Les salariés intérimaires détachés en France bénéficient des mêmes droits que les autres salariés occupés dans l’entreprise utilisatrice, qu’il s’agisse de durée du travail, équipements collectifs et de rémunération (au moins égale à celle que percevrait un salarié de l’entreprise utilisatrice de qualification et poste équivalents),

  • bénéficient d’une indemnité de fin de mission, sauf pour les salariés temporaires titulaires d’un contrat à durée indéterminée dans leur pays d’origine
  • doivent être mentionnés sur le registre unique du personnel de l’entreprise utilisatrice française,
  • doivent être pris en compte dans l’effectif de l’entreprise d’accueil française.

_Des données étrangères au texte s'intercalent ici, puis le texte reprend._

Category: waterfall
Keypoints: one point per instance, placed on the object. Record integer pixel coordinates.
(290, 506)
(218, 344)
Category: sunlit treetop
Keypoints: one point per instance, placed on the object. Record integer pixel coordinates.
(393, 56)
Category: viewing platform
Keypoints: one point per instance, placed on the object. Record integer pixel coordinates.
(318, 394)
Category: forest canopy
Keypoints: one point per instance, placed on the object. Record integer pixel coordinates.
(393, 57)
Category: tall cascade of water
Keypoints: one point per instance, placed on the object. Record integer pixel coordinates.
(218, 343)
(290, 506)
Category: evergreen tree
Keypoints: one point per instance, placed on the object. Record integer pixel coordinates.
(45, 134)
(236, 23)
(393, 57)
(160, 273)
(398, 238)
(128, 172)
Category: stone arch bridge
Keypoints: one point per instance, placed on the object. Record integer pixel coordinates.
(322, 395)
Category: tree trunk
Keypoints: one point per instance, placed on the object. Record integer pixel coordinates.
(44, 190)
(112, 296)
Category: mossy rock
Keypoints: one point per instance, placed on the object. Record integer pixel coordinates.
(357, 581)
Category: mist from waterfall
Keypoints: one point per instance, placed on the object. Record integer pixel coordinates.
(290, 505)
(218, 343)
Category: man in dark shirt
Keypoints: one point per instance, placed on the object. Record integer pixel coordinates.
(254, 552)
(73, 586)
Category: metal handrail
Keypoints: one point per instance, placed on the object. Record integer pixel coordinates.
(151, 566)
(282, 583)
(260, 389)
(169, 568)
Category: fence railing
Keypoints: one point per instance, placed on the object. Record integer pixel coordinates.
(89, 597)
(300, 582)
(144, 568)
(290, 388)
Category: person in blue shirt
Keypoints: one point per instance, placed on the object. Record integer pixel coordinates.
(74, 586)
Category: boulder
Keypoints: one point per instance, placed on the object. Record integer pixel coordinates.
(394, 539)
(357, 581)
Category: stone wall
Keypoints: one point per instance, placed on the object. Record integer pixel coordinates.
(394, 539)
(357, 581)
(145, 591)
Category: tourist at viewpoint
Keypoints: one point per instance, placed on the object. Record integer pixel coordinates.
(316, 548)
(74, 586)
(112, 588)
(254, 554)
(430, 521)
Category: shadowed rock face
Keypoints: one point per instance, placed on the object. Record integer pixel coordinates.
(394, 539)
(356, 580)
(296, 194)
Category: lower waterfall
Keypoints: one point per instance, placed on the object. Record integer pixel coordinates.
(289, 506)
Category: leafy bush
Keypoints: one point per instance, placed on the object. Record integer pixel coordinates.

Sanctions : le défaut de respect de ces dispositions est passible d’une amende de 3 750 €.

Obligations des entreprises utilisatrices

L’entreprise utilisatrice des salariés intérimaires détachés, établie ou exerçant une activité sur le territoire national, doit :

  • les mentionner sur le registre unique du personnel ;
  • les prendre en compte dans ses effectifs pour le calcul des seuils sociaux.

Détachement intragroupe

Les spécificités du détachement intragroupe pour les salariés en détachement : ils disposent d’un droit d’expression directe et collective sur les conditions de travail de l’entreprise d’accueil, sur la qualité de leur organisation et sur les améliorations souhaitables de l’unité de travail à laquelle ils appartiennent et dans l’entreprise. Ce droit s’exerce sur les lieux et pendant le temps de travail.
Les opinions émises dans l’entreprise par les salariés dans l’exercice de leur droit d’expression ne peuvent justifier une sanction ou un licenciement.
Le temps consacré à ce droit d’expression ne doit pas entraîner une réduction de la rémunération.

Détachement pour compte propre ou pour le compte d’un particulier

Les spécificités en cas de détachement pour propre compte ou pour le compte d’un particulier : l’employeur doit adhérer à un service de santé interentreprises territorialement et professionnellement compétent.
L’action en milieu de travail du service de santé ne peut s’exercer que sur demande de l’entreprise étrangère.